The following is excerpted from the Berklee Online graduate course Data Analytics in the Music Business.

The end goal of working with data is to reach actionable insights and intelligent recommendations. In other words, we want to be able to use this data and information in a manner that allows us to confidently predict outcomes and take action based on what we think will happen. We want to reach larger audiences while spending less money, market our artists in the most efficient way possible, sell more albums, and rack up more streams. We can use data to get us there, but first we have to access and process that data responsibly.

Exactly how we get from unstructured data to actionable intelligence is presented in a simple (though surprisingly complex once you start digging in) chart known as the Data Pyramid. Let’s get into it!

Meet the Data Pyramid

Each layer of the pyramid represents a stage in the analysis or application of data, from the raw data we start with (where we will inevitably spend most of our time), to the actionable insights we can derive once we arrive at the intelligence level.

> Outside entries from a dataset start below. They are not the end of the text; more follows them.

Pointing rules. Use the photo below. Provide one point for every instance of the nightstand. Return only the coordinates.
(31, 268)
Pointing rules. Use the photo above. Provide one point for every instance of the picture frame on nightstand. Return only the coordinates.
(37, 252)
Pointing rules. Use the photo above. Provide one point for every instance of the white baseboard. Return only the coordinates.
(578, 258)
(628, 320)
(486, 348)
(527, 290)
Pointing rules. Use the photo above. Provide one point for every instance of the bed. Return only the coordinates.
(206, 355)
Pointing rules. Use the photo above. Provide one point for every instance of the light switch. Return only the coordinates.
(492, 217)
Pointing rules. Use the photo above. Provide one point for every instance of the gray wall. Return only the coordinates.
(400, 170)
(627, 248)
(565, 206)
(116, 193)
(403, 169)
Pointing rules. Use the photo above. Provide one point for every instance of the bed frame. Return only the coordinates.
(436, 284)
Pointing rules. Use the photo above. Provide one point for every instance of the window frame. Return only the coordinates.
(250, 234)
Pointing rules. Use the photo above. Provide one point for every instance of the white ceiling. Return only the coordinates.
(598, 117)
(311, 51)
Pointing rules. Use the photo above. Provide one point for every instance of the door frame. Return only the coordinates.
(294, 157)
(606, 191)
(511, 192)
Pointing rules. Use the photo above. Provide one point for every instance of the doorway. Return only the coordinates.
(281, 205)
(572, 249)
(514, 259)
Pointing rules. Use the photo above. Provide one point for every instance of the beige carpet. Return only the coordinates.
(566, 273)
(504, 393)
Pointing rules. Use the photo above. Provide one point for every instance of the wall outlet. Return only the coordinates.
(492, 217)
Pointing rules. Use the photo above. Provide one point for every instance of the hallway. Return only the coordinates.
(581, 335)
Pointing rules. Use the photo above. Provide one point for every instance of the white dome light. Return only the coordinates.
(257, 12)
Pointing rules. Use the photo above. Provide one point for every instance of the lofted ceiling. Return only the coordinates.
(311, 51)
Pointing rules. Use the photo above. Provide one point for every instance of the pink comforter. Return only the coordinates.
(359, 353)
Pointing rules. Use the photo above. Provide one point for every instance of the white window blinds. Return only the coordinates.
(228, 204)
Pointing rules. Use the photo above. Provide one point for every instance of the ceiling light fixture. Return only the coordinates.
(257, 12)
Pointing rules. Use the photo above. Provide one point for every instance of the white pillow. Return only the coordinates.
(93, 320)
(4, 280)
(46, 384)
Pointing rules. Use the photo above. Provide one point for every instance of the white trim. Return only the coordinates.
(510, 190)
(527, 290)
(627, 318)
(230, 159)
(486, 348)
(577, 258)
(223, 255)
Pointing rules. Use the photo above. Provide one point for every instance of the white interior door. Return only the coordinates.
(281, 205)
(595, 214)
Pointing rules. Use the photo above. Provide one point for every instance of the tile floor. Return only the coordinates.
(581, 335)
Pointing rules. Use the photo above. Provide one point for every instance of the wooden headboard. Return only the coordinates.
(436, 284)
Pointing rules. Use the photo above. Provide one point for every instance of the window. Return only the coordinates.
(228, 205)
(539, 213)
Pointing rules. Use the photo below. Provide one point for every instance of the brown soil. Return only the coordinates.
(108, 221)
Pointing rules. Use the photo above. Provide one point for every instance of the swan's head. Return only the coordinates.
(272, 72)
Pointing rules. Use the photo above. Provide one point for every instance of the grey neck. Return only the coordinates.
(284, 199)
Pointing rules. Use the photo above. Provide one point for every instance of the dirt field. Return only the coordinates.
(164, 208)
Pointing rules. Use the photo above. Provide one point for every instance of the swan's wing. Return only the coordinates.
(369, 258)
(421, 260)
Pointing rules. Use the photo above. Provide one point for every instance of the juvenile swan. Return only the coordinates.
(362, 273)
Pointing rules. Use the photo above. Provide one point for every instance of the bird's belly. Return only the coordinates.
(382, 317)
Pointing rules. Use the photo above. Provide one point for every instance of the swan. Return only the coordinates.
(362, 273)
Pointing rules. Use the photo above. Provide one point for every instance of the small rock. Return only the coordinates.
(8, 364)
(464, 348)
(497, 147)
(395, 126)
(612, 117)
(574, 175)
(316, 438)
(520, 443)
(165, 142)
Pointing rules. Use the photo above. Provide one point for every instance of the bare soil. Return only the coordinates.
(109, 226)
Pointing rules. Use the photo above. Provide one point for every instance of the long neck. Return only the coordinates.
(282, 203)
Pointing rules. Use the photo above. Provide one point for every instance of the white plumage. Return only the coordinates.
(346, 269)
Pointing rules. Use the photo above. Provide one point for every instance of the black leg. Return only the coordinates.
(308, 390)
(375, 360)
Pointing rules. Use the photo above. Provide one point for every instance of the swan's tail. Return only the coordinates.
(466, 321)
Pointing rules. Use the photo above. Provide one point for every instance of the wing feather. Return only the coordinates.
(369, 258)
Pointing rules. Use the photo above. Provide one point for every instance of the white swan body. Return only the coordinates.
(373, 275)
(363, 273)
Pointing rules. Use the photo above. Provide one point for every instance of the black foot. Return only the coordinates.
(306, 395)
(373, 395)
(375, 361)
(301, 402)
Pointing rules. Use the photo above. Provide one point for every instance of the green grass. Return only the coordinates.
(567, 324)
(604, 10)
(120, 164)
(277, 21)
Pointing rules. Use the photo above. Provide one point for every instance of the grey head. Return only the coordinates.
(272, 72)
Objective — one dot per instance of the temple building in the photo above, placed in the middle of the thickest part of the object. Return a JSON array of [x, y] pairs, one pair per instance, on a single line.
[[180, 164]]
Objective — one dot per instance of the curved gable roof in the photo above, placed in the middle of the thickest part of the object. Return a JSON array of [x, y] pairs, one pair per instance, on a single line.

In order to truly understand its value as a framework,
let’s take a closer look at each individual layer and its meaning.

Data Layer

Data Pyramid, data layer.

The fundamental layer of the data pyramid is, perhaps unsurprisingly, data. At this point we are talking about how we collect unstructured, raw data points, and how we evolve that collection when DSPs (digital service providers, like Spotify, iTunes, etc.) or social networks become mainstream.

Let’s not forget that MySpace was the most popular (legal) online network for music-sharing when companies like Next Big Sound got their start, that Spotify only just launched in the US in 2012, and that Instagram only really took off as a platform for artists in 2015.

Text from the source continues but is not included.